Value-based policy to select actions using epsilon-greedy strategy.

Parameters:
env : gym environment

The gym environment is used to sample from the action space.

random_seed : int, optional

Sets the random state to get reproducible results.

__call__(self, s)[source]

Draw an action from the current policy \(\pi(a|s)\).

Parameters:
s : state observation

A single state observation.

Returns:
a : action

A single action proposed under the current policy.

dist_params(self, s)[source]

Get the parameters of the (conditional) probability distribution \(\pi(a|s)\).

Parameters:
s : state observation

A single state observation.

Returns:
params : nd array

An array containing the distribution parameters.

greedy(self, s)[source]

Draw the greedy action, i.e. \(\arg\max_a\pi(a|s)\).

Parameters:
s : state observation

A single state observation.

Returns:
a : action

A single action proposed under the current policy.

class keras_gym.policies.UserInputPolicy(env, render_before_prompt=False)[source]
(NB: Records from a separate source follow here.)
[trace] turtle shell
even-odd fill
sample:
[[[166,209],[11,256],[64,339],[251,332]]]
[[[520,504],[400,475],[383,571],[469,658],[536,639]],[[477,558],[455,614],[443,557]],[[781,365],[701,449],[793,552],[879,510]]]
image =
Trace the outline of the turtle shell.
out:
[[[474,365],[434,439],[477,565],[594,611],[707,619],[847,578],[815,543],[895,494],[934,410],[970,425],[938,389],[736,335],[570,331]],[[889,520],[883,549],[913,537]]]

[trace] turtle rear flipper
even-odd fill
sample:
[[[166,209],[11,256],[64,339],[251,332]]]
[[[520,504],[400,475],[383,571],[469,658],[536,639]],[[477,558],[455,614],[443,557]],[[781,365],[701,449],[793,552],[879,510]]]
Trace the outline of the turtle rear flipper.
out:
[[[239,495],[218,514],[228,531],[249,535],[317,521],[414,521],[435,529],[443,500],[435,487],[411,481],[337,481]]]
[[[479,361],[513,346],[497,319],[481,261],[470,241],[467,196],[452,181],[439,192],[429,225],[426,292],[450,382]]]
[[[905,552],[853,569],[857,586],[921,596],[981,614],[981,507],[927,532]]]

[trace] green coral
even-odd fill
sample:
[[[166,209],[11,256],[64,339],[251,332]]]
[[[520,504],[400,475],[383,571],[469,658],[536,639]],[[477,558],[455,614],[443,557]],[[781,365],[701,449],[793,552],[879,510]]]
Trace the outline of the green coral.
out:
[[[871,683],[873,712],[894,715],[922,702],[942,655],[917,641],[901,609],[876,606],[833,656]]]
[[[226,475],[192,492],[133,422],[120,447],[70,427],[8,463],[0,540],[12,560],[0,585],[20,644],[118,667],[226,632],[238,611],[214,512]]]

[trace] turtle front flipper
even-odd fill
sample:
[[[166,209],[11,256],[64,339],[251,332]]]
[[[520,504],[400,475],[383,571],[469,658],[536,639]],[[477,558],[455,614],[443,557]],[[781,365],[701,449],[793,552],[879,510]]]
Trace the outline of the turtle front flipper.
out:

A policy that prompts the user to take an action.

Parameters:
env : gym environment

The gym environment is used to sample from the action space.

render_before_prompt : bool, optional

Whether to render the env before prompting the user to pick an action.

__call__(self, s)[source]

Draw an action from the current policy \(\pi(a|s)\).

Parameters:
s : state observation

A single state observation.

Returns:
a : action

A single action proposed under the current policy.

greedy(self, s)[source]

Draw the greedy action, i.e. \(\arg\max_a\pi(a|s)\).

Parameters:
s : state observation

A single state observation.

Returns:
a : action

A single action proposed under the current policy.